[PATCH] x86/AMD: also determine L3 cache size

Jan Beulich posted 1 patch 3 years ago
Test gitlab-ci failed
Patches applied successfully (tree, apply log)
git fetch https://gitlab.com/xen-project/patchew/xen tags/patchew/7ffeec9f-2ce4-9122-4699-32c3ffb06a5d@suse.com
[PATCH] x86/AMD: also determine L3 cache size
Posted by Jan Beulich 3 years ago
For Intel CPUs we record L3 cache size, hence we should also do so for
AMD and alike.

While making these additions, also make sure (throughout the function)
that we don't needlessly overwrite prior values when the new value to be
stored is zero.

Signed-off-by: Jan Beulich <jbeulich@suse.com>
---
I have to admit though that I'm not convinced the sole real use of the
field (in flush_area_local()) is a good one - flushing an entire L3's
worth of lines via CLFLUSH may not be more efficient than using WBINVD.
But I didn't measure it (yet).

--- a/xen/arch/x86/cpu/common.c
+++ b/xen/arch/x86/cpu/common.c
@@ -240,28 +240,41 @@ int get_model_name(struct cpuinfo_x86 *c
 
 void display_cacheinfo(struct cpuinfo_x86 *c)
 {
-	unsigned int dummy, ecx, edx, l2size;
+	unsigned int dummy, ecx, edx, size;
 
 	if (c->extended_cpuid_level >= 0x80000005) {
 		cpuid(0x80000005, &dummy, &dummy, &ecx, &edx);
-		if (opt_cpu_info)
-			printk("CPU: L1 I cache %dK (%d bytes/line),"
-			              " D cache %dK (%d bytes/line)\n",
-			       edx>>24, edx&0xFF, ecx>>24, ecx&0xFF);
-		c->x86_cache_size=(ecx>>24)+(edx>>24);	
+		if ((edx | ecx) >> 24) {
+			if (opt_cpu_info)
+				printk("CPU: L1 I cache %uK (%u bytes/line),"
+				              " D cache %uK (%u bytes/line)\n",
+				       edx >> 24, edx & 0xFF, ecx >> 24, ecx & 0xFF);
+			c->x86_cache_size = (ecx >> 24) + (edx >> 24);
+		}
 	}
 
 	if (c->extended_cpuid_level < 0x80000006)	/* Some chips just has a large L1. */
 		return;
 
-	ecx = cpuid_ecx(0x80000006);
-	l2size = ecx >> 16;
-	
-	c->x86_cache_size = l2size;
-
-	if (opt_cpu_info)
-		printk("CPU: L2 Cache: %dK (%d bytes/line)\n",
-		       l2size, ecx & 0xFF);
+	cpuid(0x80000006, &dummy, &dummy, &ecx, &edx);
+
+	size = ecx >> 16;
+	if (size) {
+		c->x86_cache_size = size;
+
+		if (opt_cpu_info)
+			printk("CPU: L2 Cache: %uK (%u bytes/line)\n",
+			       size, ecx & 0xFF);
+	}
+
+	size = edx >> 18;
+	if (size) {
+		c->x86_cache_size = size * 512;
+
+		if (opt_cpu_info)
+			printk("CPU: L3 Cache: %uM (%u bytes/line)\n",
+			       (size + (size & 1)) >> 1, edx & 0xFF);
+	}
 }
 
 static inline u32 _phys_pkg_id(u32 cpuid_apic, int index_msb)
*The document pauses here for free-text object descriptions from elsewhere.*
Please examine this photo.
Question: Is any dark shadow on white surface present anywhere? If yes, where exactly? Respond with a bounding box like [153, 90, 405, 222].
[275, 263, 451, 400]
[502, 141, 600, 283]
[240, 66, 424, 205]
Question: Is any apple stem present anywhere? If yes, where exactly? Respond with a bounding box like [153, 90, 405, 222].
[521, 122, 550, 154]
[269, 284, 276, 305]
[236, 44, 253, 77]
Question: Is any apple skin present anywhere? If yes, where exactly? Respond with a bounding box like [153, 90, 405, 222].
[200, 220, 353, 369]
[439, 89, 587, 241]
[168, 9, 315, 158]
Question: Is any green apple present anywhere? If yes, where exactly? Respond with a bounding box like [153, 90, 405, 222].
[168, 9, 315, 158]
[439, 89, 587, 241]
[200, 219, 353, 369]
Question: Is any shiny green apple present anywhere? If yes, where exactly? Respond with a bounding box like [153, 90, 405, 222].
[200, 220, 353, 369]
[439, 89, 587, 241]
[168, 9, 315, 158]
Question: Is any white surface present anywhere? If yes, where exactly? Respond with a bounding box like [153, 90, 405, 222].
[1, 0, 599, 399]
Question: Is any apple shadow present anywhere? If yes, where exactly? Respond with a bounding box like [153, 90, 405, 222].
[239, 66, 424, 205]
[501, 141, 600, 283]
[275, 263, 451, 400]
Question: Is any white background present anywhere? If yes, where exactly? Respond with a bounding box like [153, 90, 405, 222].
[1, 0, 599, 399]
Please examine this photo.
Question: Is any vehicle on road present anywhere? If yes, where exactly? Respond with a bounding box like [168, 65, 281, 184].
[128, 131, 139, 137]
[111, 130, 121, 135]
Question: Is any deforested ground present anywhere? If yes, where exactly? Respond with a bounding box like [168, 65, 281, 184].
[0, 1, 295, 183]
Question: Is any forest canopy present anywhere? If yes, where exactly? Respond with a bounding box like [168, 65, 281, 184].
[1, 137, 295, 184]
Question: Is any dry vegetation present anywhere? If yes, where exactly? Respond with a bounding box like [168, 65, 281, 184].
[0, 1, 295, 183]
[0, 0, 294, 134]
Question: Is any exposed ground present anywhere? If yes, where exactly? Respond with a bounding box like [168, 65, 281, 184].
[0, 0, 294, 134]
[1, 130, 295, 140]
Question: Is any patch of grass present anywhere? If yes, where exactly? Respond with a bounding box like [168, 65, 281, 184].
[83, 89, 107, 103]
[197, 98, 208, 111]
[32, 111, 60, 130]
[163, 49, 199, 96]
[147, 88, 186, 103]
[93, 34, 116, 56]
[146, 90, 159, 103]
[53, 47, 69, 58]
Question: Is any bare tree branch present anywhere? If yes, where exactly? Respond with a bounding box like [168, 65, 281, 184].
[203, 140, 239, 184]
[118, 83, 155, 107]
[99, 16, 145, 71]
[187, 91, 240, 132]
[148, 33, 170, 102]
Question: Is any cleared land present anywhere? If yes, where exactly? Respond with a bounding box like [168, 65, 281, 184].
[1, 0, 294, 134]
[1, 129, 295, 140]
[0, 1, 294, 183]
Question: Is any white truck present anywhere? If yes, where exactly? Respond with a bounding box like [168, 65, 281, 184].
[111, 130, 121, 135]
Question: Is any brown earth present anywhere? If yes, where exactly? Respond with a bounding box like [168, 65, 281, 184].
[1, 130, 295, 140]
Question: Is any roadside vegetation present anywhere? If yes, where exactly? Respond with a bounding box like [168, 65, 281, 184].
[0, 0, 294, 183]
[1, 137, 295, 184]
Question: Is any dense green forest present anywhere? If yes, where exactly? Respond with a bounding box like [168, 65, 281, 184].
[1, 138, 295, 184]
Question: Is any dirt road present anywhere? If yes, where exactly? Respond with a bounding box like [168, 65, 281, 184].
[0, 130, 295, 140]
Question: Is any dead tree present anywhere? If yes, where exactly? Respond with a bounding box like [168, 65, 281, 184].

Re: [PATCH] x86/AMD: also determine L3 cache size
Posted by Andrew Cooper 3 years ago
On 16/04/2021 14:20, Jan Beulich wrote:
> For Intel CPUs we record L3 cache size, hence we should also do so for
> AMD and alike.
>
> While making these additions, also make sure (throughout the function)
> that we don't needlessly overwrite prior values when the new value to be
> stored is zero.
>
> Signed-off-by: Jan Beulich <jbeulich@suse.com>
> ---
> I have to admit though that I'm not convinced the sole real use of the
> field (in flush_area_local()) is a good one - flushing an entire L3's
> worth of lines via CLFLUSH may not be more efficient than using WBINVD.
> But I didn't measure it (yet).

WBINVD always needs a broadcast IPI to work correctly.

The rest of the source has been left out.